Penerimaan anggota Satpol PP tidak sesuai dengan mekanismen sebenarnya. Mereka yang direkrut tanpa menjalani scranning dari pihak berwenang. Anaehnya mereka bukan diterima oleh Badan Kepegawaian Provinsi Maluku.
Kedok busuk itu terbongkar saat penggerebekan dilakukan di Kantor Rina Makana Jalan Pattimura, tahun 2018 lalu. Disitu ada bukti anggota Satpol PP yang direkrut secara illegal bukan permintaan Pemprov Maluku.
Tak sampai disitu, kesalahan juga muncul pada kwitansi pembayaran suatu kesempatan kegiatan. Kekisruhan tak ada habisnya. Nomor SK diduga ganda atau sama. Penggunaan anggaran juga tidak bisa dipertanggungjawabkan dengan jelas.

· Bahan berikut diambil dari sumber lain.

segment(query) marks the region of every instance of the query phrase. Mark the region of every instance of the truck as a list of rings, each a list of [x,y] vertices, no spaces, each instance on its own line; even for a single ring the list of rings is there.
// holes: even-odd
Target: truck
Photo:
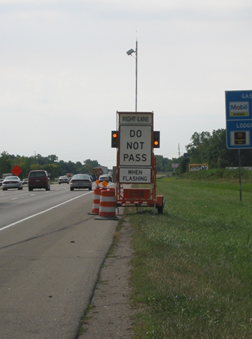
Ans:
[[[5,179],[6,177],[11,177],[13,175],[14,175],[13,173],[3,173],[2,179]]]

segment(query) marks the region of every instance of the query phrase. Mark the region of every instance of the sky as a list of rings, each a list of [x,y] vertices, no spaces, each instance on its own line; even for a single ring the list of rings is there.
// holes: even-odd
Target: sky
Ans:
[[[117,111],[154,112],[155,154],[226,128],[251,90],[251,0],[0,0],[0,153],[112,168]]]

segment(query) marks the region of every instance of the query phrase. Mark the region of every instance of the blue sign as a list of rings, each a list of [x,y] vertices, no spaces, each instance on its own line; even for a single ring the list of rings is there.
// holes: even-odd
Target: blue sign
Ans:
[[[252,91],[226,91],[227,148],[252,148]]]

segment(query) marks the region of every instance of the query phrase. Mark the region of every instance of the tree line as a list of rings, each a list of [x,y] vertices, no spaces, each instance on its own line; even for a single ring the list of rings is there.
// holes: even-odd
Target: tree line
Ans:
[[[172,163],[178,163],[176,173],[189,171],[189,164],[208,164],[209,169],[238,167],[238,150],[227,149],[226,129],[210,132],[194,132],[190,143],[185,146],[186,153],[171,160],[156,156],[157,171],[172,171]],[[241,166],[252,166],[252,149],[241,150]]]
[[[97,160],[87,159],[83,163],[77,161],[65,162],[58,160],[54,154],[43,157],[40,154],[34,156],[11,155],[4,151],[0,155],[0,177],[3,173],[11,173],[12,168],[17,165],[22,169],[20,178],[27,178],[31,170],[46,170],[51,178],[57,178],[66,173],[91,173],[92,168],[99,167]]]
[[[157,171],[158,172],[170,172],[172,171],[172,163],[178,162],[178,159],[164,158],[162,155],[156,156]],[[91,173],[94,167],[100,167],[101,165],[97,160],[87,159],[83,163],[77,161],[65,162],[58,160],[58,157],[54,154],[46,157],[37,154],[35,156],[20,156],[11,155],[4,151],[0,155],[0,177],[3,173],[11,173],[12,168],[17,165],[22,169],[20,178],[27,178],[28,173],[31,170],[43,169],[46,170],[51,178],[57,178],[66,173]],[[111,169],[112,170],[112,169]]]
[[[209,132],[194,132],[191,143],[186,147],[187,153],[180,159],[179,172],[188,170],[189,164],[208,164],[209,169],[238,167],[238,150],[227,149],[226,129]],[[241,150],[241,166],[252,166],[252,150]]]
[[[191,142],[185,146],[186,153],[178,158],[164,158],[156,155],[157,172],[172,172],[172,164],[178,163],[177,173],[185,173],[189,169],[189,164],[208,164],[208,168],[238,167],[238,151],[226,148],[226,130],[214,130],[210,132],[194,132]],[[241,150],[242,166],[252,166],[252,150]],[[30,170],[44,169],[52,178],[56,178],[66,173],[91,173],[92,168],[99,167],[97,160],[87,159],[83,163],[77,161],[65,162],[58,160],[54,154],[43,157],[40,154],[26,157],[20,155],[10,155],[4,151],[0,156],[0,176],[3,173],[10,173],[15,166],[22,169],[21,178],[28,176]]]

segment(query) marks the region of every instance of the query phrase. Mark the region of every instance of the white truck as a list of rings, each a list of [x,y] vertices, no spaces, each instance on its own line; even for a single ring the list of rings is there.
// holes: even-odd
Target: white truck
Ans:
[[[12,175],[14,175],[14,174],[12,174],[12,173],[3,173],[2,179],[5,179],[6,177],[11,177]]]

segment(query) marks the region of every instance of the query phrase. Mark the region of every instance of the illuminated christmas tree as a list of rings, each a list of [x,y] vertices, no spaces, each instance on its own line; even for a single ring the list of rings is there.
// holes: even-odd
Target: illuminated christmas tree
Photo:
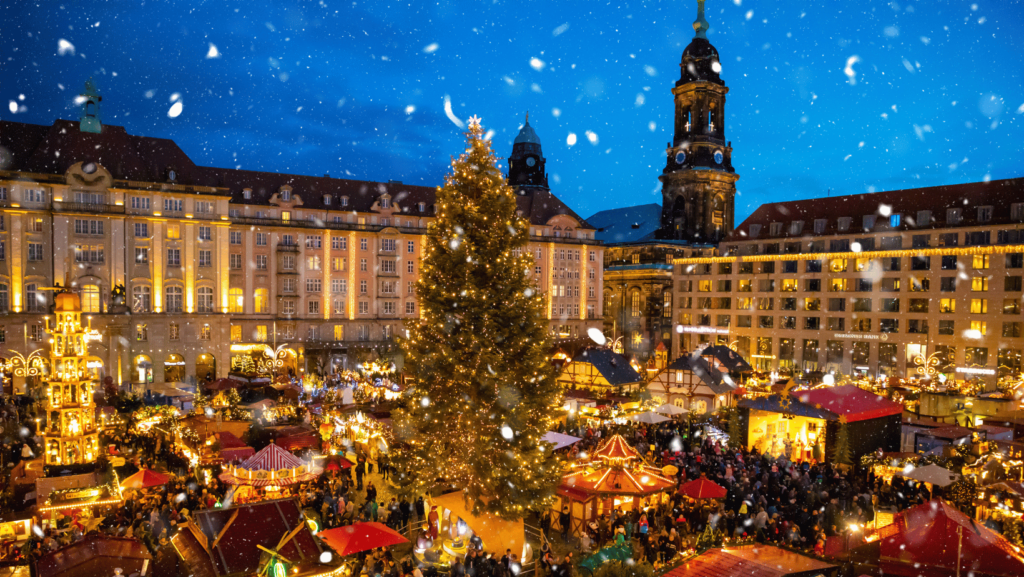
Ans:
[[[51,327],[50,364],[53,367],[46,391],[47,427],[44,437],[47,465],[80,465],[96,460],[99,430],[92,392],[95,383],[86,367],[87,334],[82,326],[78,295],[61,292],[54,298],[56,319]]]
[[[439,480],[475,511],[520,519],[550,503],[561,463],[541,437],[561,401],[547,350],[544,299],[531,276],[529,223],[495,166],[479,120],[437,191],[407,323],[406,372],[416,388],[398,412],[403,485]]]

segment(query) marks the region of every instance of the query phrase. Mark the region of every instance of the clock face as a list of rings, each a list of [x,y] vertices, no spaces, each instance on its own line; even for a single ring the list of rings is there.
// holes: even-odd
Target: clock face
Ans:
[[[722,154],[722,151],[721,150],[716,150],[715,151],[715,164],[722,164],[722,160],[724,160],[724,159],[725,159],[725,156]]]
[[[683,151],[677,152],[676,153],[676,164],[682,164],[684,162],[686,162],[686,153],[683,152]]]
[[[170,171],[170,172],[168,172],[168,173],[167,173],[167,176],[168,176],[168,177],[170,177],[170,179],[171,179],[171,180],[174,180],[174,177],[175,177],[175,176],[177,176],[177,175],[176,175],[176,174],[174,173],[174,171],[172,170],[172,171]]]
[[[531,156],[526,159],[526,166],[533,166],[534,164],[537,164],[537,159],[534,157]]]

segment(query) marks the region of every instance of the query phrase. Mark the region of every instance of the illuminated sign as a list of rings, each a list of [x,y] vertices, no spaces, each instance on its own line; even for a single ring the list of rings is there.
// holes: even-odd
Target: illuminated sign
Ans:
[[[729,329],[719,329],[715,327],[703,327],[703,326],[683,326],[676,325],[677,333],[701,333],[709,335],[727,335]]]
[[[88,361],[85,363],[86,368],[89,369],[102,369],[103,361]]]
[[[93,330],[85,333],[85,342],[87,342],[87,343],[92,342],[92,341],[102,341],[102,340],[103,340],[103,335],[101,335],[100,332],[98,330],[96,330],[96,329],[93,329]]]
[[[861,339],[865,341],[889,340],[889,333],[882,333],[880,335],[873,335],[871,333],[835,333],[832,336],[837,339]]]
[[[750,356],[752,358],[755,358],[755,359],[774,359],[775,358],[775,355],[750,355]]]
[[[967,373],[968,375],[994,375],[995,369],[980,369],[978,367],[957,367],[956,372]]]

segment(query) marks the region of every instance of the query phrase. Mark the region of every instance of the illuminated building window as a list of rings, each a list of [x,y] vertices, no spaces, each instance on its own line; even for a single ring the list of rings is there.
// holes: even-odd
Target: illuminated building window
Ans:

Dugaan kuat rekrutmen anggota Satpol PP jalur illegal itu, ada itervensi dan jatah oknum penting level DPRD Maluku dan melibatkan oknum di lingkup Pemprov Maluku pada 2018 lalu.
Bagaian Kepegawaian Daerah Provinsi Maluku menyatakan, SK yang diperoleh untuk pencairan anggaran terkait dengan rekrutmen 48 anggota Satpol PP, tanpa mekanisme.

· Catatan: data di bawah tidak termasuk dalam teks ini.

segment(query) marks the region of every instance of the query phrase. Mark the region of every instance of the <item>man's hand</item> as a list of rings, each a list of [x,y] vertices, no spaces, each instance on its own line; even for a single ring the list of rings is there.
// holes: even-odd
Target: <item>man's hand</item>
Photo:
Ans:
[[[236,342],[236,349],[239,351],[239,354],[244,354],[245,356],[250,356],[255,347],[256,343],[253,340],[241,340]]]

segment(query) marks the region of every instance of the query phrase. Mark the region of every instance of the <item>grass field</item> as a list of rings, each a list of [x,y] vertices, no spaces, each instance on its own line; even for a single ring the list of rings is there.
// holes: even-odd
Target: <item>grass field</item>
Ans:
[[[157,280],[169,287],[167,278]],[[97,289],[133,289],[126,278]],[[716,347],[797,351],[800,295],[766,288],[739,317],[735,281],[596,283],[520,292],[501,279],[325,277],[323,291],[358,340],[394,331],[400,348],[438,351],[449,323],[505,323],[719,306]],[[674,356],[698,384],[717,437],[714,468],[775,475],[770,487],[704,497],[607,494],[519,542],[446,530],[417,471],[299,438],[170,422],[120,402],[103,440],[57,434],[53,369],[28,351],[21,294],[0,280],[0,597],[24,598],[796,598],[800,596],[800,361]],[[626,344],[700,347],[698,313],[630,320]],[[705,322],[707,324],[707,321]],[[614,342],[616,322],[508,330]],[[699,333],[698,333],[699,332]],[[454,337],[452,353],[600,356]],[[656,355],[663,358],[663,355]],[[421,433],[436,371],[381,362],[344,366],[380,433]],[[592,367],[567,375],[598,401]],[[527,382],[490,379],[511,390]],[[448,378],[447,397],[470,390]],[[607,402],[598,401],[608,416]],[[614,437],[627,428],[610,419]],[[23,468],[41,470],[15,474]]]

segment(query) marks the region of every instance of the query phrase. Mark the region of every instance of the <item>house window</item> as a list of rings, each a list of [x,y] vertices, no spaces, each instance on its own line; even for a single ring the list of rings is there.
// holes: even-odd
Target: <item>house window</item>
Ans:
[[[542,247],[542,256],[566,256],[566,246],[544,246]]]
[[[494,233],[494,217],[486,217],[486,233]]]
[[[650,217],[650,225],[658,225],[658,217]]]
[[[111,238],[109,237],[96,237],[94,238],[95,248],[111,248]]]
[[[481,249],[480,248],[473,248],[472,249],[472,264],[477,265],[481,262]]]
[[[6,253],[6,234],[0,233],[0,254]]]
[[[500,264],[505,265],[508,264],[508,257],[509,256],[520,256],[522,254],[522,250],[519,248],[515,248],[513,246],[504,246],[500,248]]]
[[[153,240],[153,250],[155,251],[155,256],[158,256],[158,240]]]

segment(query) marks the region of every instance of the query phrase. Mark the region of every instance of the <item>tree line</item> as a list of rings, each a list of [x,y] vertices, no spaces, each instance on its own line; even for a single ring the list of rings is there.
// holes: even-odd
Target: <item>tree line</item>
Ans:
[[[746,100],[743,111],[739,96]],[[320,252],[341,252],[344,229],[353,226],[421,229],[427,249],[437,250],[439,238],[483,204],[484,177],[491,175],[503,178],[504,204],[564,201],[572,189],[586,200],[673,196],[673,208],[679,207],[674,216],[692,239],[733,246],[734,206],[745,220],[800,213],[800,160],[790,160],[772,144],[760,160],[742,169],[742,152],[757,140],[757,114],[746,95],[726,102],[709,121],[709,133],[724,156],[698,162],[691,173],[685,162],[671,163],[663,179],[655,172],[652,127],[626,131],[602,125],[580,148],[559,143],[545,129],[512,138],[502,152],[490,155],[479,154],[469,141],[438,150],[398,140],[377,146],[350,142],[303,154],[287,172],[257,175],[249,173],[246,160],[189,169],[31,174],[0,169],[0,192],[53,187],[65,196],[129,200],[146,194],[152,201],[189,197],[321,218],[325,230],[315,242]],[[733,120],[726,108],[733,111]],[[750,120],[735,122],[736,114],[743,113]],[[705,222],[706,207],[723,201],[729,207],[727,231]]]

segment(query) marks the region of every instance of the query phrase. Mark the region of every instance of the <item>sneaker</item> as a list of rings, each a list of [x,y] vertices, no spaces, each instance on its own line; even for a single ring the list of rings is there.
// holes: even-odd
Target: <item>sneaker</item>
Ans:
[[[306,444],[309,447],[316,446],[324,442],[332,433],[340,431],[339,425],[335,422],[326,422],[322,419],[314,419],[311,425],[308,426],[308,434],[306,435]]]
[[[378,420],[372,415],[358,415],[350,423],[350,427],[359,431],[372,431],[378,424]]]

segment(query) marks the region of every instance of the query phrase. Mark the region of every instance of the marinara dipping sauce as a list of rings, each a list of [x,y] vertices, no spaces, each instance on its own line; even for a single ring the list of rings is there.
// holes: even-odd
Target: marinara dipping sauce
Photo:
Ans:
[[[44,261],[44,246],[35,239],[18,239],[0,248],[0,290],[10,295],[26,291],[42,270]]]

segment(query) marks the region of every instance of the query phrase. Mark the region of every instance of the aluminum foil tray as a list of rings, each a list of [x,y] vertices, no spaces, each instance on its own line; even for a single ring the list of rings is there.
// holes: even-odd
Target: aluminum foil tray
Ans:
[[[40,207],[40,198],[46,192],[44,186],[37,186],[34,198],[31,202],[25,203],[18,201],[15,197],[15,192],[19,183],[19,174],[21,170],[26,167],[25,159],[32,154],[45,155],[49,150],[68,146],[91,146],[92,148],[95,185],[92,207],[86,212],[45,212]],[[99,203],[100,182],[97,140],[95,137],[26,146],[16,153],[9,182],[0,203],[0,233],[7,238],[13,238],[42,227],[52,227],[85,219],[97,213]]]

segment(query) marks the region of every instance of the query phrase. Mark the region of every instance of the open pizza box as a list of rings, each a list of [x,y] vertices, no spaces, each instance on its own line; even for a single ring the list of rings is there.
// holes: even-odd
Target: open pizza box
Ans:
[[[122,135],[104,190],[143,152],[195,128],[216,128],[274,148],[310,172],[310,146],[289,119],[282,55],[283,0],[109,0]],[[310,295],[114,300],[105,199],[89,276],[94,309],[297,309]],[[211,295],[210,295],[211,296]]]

Mantan Kasubdit Penyidikan dan Penegakan Hukum Satpol PP Maluku, Stella Rewaru, mengungkapkan, selama ini 48 orang anggota Satpol PP itu, keberadaan mereka tidak jelas. “Tiba-tiba ada pembayaran gaji mereka terhitung Januari – Juni 2018. Masalah ini kita sampaikan kepada Ombudsman untuk ditindaklanjuti, prosesnya sudah lama. Mereka pernah dipergorki saat beraktivitas di Kantor Rinamakana di bilangan Pattimura Kota Ambon.” ungkap Stella Rewaru di Ambon, belum lama ini.
Dia mengakui, kasus ini sementara ditangani Kejati Maluku. “Tentunya bukti-bukti telah dikantongi jaksa, dan hanya tinggal diproses selanjutnya saja,” kata Rewaru.
Soal ini, Praktisi Hukum F. S. Marnex meminta, Kejati Maluku agar secepatnya menuntaskan kasus ini. sebab, kata dia, selama ini jaksa terlihat lamban mengusut kasus dugaan korupsi.
“publik menanti dan berharap Kejati Maluku dapat menuntaskan kasus Satpol PP. Bukan saja kasus Satpol PP Maluku, tetapi kasus dugaan korupsi lainnya pun harus diusut hingga tuntas,” harap F. S. Marnex kepada wartawan di Ambon, Selasa, (05/11/2019).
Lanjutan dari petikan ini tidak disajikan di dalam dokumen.